Fleurs sauvages, un film de Guillaume Massart
Des objets, surprenants. Toujours surprenants. Des objets bricolés, avec les moyens du bord. De la récupération. Des objets eux-mêmes « récupérés » en prison. Certains sont des cadeaux. D’autres des prêts. Tous viennent du milieu carcéral. Réalisés par des prisonniers pour la plupart. Ils ont d’ailleurs eu la chance de ne pas être confisqués lors de la fouille. Des objets qui ont donc une relation avec la prison, avec l’enfermement. Et surtout avec la liberté. Comme cette maquette de cellule qui ne peut être qu’une « tentative d’évasion de la vie quotidienne ». Une cellule miniature, un espace exiguë, avec ses couchettes entassées les unes sur les autres et sa cuvette des toilettes sur laquelle il est bien difficile de ne pas se cogner. Mais un univers, ou plutôt une représentation faite pour se sentir libre. Des objets toujours riches de sens donc. Des objets collectés par un anthropologue, Pierre-Jacques Dusseau (c’est le générique de fin qui le nomme) dont la spécialité est justement de travailler sur la prison, ou plutôt sur ceux qui sont en prison, qui vivent en prison, qu’ils soient incarcérés ou surveillants. Mais en dehors de la maquette, la prison n’est pas filmée. C’est l’anthropologue qui est filmé, chez lui, au milieu de ces objets provenant des prisons où il travaille.
Un anthropologue donc. Dont nous ne découvrons le visage que vers le milieu du film. Avant nous ne voyons que ses mains, manipulant les différents objets qu’il nous présente en voix off. Il se réfère beaucoup à Lévi-Strauss, à La Pensée sauvage, pour le bricolage. Mais aussi à Roland Barthes. Mais son discours n’est jamais pédant, ni même intellectuel. Sa voix est d’ailleurs toujours calme, chaude, sensuelle. Comme le contact physique avec les objets, même les plus minuscules, comme ce noyau d’olive sculpté pour devenir un sabot. Une personne attachante donc. Que le film rend particulièrement attachante.
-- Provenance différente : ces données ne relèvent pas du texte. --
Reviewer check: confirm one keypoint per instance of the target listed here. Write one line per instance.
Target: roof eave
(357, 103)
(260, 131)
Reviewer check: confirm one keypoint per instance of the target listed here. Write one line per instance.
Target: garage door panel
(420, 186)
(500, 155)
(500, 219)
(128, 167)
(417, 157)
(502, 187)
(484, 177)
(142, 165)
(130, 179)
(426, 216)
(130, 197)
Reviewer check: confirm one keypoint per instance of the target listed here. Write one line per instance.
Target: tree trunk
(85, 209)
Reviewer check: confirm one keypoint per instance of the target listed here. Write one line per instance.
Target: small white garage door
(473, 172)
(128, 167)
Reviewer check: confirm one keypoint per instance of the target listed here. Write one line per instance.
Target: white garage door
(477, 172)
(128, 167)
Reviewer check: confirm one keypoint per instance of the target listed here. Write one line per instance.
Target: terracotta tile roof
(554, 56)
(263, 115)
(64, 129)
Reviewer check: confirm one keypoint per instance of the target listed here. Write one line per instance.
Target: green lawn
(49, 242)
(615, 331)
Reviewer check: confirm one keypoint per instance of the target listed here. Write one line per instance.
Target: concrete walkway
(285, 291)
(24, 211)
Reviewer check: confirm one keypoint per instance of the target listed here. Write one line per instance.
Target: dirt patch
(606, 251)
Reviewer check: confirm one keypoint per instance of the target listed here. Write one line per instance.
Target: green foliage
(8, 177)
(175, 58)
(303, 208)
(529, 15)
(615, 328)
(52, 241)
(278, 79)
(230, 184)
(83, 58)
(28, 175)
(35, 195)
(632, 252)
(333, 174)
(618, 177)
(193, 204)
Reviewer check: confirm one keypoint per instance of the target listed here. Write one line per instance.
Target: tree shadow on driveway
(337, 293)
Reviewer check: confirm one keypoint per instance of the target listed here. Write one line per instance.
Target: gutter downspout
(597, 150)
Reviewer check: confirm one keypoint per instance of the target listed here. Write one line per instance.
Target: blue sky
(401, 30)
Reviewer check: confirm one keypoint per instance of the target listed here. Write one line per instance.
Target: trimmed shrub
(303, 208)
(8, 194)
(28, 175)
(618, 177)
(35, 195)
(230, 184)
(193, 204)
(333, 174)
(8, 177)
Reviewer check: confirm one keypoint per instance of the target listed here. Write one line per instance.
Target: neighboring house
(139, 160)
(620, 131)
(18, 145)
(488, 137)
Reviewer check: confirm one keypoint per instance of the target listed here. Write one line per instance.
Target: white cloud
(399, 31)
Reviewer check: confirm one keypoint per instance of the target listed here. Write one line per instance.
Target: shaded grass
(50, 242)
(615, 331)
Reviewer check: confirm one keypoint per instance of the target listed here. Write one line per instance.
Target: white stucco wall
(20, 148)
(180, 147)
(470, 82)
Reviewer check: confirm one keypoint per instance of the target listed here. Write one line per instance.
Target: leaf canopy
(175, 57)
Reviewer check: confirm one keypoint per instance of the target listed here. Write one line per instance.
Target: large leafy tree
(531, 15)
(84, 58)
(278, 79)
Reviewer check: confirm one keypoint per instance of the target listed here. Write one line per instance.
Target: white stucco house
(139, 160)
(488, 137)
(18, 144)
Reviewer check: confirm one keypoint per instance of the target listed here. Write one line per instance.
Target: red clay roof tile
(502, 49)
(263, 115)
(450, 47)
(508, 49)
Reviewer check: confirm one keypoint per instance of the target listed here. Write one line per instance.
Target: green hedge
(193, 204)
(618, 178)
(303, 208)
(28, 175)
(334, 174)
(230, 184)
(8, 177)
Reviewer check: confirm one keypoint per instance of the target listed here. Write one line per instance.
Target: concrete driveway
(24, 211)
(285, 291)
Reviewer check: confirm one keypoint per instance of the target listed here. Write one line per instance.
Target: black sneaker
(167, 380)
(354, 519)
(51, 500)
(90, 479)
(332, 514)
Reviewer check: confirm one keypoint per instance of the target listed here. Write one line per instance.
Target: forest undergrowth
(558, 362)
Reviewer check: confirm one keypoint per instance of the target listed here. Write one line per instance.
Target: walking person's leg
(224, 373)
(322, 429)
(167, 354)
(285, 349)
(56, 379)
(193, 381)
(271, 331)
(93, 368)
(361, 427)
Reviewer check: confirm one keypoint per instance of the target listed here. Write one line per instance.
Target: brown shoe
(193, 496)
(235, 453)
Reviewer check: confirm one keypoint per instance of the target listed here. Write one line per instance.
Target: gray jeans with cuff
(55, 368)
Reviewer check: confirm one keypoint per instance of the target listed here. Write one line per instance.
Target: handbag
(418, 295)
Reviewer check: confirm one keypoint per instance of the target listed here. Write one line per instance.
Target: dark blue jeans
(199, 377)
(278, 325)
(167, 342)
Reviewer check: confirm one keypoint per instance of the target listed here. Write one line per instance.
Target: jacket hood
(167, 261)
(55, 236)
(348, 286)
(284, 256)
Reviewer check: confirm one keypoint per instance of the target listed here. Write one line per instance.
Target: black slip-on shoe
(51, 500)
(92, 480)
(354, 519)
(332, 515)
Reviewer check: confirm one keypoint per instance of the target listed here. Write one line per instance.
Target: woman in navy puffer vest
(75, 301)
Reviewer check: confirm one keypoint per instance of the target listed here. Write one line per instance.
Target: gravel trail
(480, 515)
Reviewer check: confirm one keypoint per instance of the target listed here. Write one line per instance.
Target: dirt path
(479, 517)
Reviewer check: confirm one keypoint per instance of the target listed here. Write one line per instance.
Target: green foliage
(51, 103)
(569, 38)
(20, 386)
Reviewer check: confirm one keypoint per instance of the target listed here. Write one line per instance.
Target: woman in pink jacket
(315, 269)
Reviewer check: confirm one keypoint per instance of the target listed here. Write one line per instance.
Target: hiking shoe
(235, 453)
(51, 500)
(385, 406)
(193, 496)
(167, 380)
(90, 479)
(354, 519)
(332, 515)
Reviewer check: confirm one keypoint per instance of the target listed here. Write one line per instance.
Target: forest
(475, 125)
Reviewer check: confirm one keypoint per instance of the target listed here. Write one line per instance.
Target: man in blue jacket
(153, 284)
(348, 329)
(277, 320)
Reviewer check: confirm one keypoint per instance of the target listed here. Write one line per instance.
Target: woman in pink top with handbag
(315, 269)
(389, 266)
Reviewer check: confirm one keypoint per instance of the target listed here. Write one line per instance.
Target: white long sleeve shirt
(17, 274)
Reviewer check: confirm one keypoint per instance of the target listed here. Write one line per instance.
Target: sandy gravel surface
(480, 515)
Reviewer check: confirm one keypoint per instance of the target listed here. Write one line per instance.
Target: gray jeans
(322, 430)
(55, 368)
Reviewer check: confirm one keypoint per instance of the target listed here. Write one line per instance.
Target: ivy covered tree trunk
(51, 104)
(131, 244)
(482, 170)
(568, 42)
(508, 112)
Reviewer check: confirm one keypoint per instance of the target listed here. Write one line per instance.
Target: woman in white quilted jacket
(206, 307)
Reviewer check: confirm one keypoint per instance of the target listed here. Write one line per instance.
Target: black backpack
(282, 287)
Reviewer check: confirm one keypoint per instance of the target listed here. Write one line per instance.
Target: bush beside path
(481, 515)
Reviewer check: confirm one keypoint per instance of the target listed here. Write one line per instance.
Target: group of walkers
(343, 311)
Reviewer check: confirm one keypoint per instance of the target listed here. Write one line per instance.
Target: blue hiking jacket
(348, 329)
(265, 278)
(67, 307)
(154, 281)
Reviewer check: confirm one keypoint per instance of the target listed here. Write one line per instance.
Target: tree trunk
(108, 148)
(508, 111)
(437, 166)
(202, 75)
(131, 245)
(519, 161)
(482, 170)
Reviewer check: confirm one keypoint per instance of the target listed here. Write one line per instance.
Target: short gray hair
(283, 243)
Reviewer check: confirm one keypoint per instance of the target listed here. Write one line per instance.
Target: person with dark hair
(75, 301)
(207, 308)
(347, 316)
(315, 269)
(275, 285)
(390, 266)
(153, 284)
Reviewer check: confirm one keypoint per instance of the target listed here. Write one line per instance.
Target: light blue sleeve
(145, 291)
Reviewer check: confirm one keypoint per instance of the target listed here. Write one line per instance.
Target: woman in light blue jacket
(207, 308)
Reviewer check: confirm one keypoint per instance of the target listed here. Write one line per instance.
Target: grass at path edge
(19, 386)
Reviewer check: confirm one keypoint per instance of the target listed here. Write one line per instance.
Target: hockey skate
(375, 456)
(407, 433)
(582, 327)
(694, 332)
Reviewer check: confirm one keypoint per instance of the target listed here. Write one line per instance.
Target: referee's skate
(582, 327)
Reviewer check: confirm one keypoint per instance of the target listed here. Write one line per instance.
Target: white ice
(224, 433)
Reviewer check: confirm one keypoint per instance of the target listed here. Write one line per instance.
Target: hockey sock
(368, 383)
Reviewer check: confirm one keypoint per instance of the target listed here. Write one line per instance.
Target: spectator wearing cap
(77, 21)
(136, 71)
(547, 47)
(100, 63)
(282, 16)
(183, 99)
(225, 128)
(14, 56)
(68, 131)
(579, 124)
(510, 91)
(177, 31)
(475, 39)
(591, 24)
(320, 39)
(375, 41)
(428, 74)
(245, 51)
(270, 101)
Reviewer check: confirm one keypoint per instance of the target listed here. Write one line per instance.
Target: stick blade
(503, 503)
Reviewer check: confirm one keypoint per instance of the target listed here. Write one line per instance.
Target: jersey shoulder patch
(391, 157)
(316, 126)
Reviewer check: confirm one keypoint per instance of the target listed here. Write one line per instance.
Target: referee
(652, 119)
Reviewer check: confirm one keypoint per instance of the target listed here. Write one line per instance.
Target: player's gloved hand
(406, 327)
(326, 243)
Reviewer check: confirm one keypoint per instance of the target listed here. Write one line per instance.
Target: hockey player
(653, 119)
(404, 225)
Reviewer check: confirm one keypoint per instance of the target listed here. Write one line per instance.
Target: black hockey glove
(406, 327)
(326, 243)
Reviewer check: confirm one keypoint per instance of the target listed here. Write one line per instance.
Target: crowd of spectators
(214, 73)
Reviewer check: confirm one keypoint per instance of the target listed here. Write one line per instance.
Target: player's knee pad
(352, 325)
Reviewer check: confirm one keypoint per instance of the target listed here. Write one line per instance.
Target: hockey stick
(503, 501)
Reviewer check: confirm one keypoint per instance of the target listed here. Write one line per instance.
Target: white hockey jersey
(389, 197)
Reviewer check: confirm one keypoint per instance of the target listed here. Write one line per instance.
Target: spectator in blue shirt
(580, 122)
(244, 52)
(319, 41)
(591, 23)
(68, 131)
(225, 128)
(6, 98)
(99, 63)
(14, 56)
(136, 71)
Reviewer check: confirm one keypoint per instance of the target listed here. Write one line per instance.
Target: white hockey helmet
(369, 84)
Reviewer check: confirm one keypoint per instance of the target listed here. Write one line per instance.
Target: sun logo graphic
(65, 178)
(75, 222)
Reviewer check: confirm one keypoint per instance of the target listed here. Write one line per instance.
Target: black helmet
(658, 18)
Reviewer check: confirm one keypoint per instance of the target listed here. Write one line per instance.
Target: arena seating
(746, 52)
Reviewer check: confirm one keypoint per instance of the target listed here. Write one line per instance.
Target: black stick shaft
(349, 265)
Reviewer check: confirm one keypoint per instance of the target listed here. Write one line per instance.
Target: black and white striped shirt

Un film en noir et blanc. Sans doute parce que ces objets issus d’un univers d’enfermement ne sont pas en couleur. Ou parce que la vie en prison n’est elle-même pas très colorée. Un film qui cadre les objets en gros plan, d’une façon très photographique, même si la mise au point souvent visible est bien du côté du cinéma. Un film-rencontre. Un film qui pourrait n’être qu’un entretien (il y a quelques questions posées à l’anthropologue), mais qui est bien plus que cela. Car c’est avant tout un film-écoute. Un film qui donne toute sa place et tout son sens à la parole. Un film relativement court (c’est un moyen-métrage de 40 minutes) mais qui sait parfaitement filmer le plus de sens dans le moins d’espace possible, comme cette coquille de noix sur laquelle est sculptée une multitude de figure de Bouddha. Un film dont le titre, énigmatique pendant une grande partie du film, se révèle d’une grande charge poétique. Il est issu d’une dédicace de Claude Lévi-Strauss à un surveillant de prison : «… en me demandant si, parfois, des fleurs sauvages poussent entre les paves des prisons».
Cinéma du réel 2017, séances spéciales.